Theme of the Week: Following Jesus
Bible Verse: “Then Jesus came to them and said, ‘All authority in heaven and on earth has been given to me. Therefore go and make disciples of all nations, baptizing them in the name of the Father and of the Son and of the Holy Spirit, and teaching them to obey everything I have commanded you. And surely I am with you always, to the very end of the age.’” Matthew 28:18-20
Scripture Reading: Matthew 4:12-25
Followers of Jesus invite other people to become followers of Jesus. Disciples make disciples.
Andrew was one of the first people to follow Jesus. “The first thing Andrew did was to find his brother Simon and tell him, ‘We have found the Messiah’ (that is, the Christ). And he brought him to Jesus.” (John 1:41-42). That is what followers of Jesus do. We bring our family and friends to Jesus, hoping that they also will become followers of Jesus.
Jesus called it fishing for people. One day Jesus saw Andrew and Simon in their fishing boat. “Come, follow me,” Jesus said, “and I will send you out to fish for people” (Matthew 4:19). Matthew tells us that as Jesus was preparing to return to heaven, he said to his followers: “All authority in heaven and on earth has been given to me. Therefore go and make disciples of all nations, baptizing them in the name of the Father and of the Son and of the Holy Spirit, and teaching them to obey everything I have commanded you” (Matthew 28:18-20).
So, if a disciple is called by Jesus to make other disciples, then every disciple should actually be a discipler! By definition, a follower of Jesus is to be a reproducing follower of Jesus.

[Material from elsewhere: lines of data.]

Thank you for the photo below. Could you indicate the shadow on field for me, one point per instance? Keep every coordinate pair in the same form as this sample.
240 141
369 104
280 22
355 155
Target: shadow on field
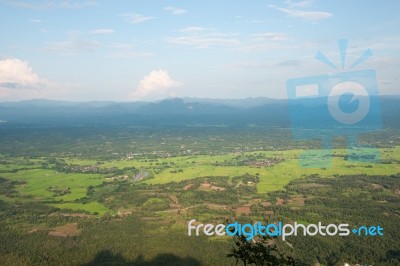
106 257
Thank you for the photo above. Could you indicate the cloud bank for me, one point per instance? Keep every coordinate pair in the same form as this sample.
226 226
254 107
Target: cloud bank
154 86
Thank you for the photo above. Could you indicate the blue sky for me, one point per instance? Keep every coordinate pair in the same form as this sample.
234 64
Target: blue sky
149 50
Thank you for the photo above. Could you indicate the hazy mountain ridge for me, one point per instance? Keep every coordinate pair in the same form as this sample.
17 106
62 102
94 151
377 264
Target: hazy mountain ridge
273 111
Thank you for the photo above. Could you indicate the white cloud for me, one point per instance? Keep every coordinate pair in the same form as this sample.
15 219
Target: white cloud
175 10
272 36
310 15
102 31
64 4
200 37
136 18
18 82
122 50
294 9
17 74
74 43
301 4
156 85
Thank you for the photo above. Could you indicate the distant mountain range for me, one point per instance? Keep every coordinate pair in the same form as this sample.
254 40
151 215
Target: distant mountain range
176 110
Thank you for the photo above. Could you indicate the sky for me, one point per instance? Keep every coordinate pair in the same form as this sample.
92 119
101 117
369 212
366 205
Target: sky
151 50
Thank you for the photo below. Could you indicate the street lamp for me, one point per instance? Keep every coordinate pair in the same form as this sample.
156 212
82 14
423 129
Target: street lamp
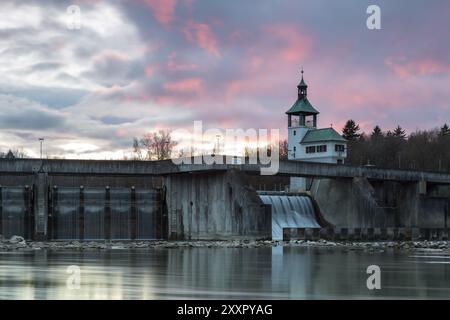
41 140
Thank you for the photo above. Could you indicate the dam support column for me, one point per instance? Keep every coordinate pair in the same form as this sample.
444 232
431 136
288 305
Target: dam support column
40 205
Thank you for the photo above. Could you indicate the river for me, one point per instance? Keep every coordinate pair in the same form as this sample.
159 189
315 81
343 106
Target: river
223 273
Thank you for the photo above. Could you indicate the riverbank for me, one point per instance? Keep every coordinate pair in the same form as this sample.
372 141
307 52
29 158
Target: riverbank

But, you might say, how can I do that? The most important thing you can do is live as a follower of Jesus. Secondly, bless those around you. Thirdly, while you are living like Jesus and blessing others, then invite people to follow Jesus one step at a time.
To be honest, I don’t really like the question: “Who are you discipling?” Often when people ask that question, they are asking “Who is the specific person that you have a special relationship with that you call a ‘discipling relationship’”? The expectation is that you meet one on one with someone and go through a specific Bible study to help them grow as a Christian. Often the model for that kind of a relationship is Paul and Timothy. However, I think that the Paul –Timothy relationship was more a leadership mentoring type of relationship than it was a discipling relationship. Mentoring relationships are great, and mature Christians should invest their lives into others who have leadership potential.
But I would rather ask you the question: “Who are you not discipling?” You see, every relationship that you have is a potential discipling relationship. If you just look for a Timothy, you might miss out on other important opportunities to help others become reproducing followers of Jesus. As you think about the people you already relate to, you can ask: “Where is this person on their journey, and what is the next step that I can invite them to take?” In other words, you can, like Philip did to Nathanael, invite them to “Come and see.”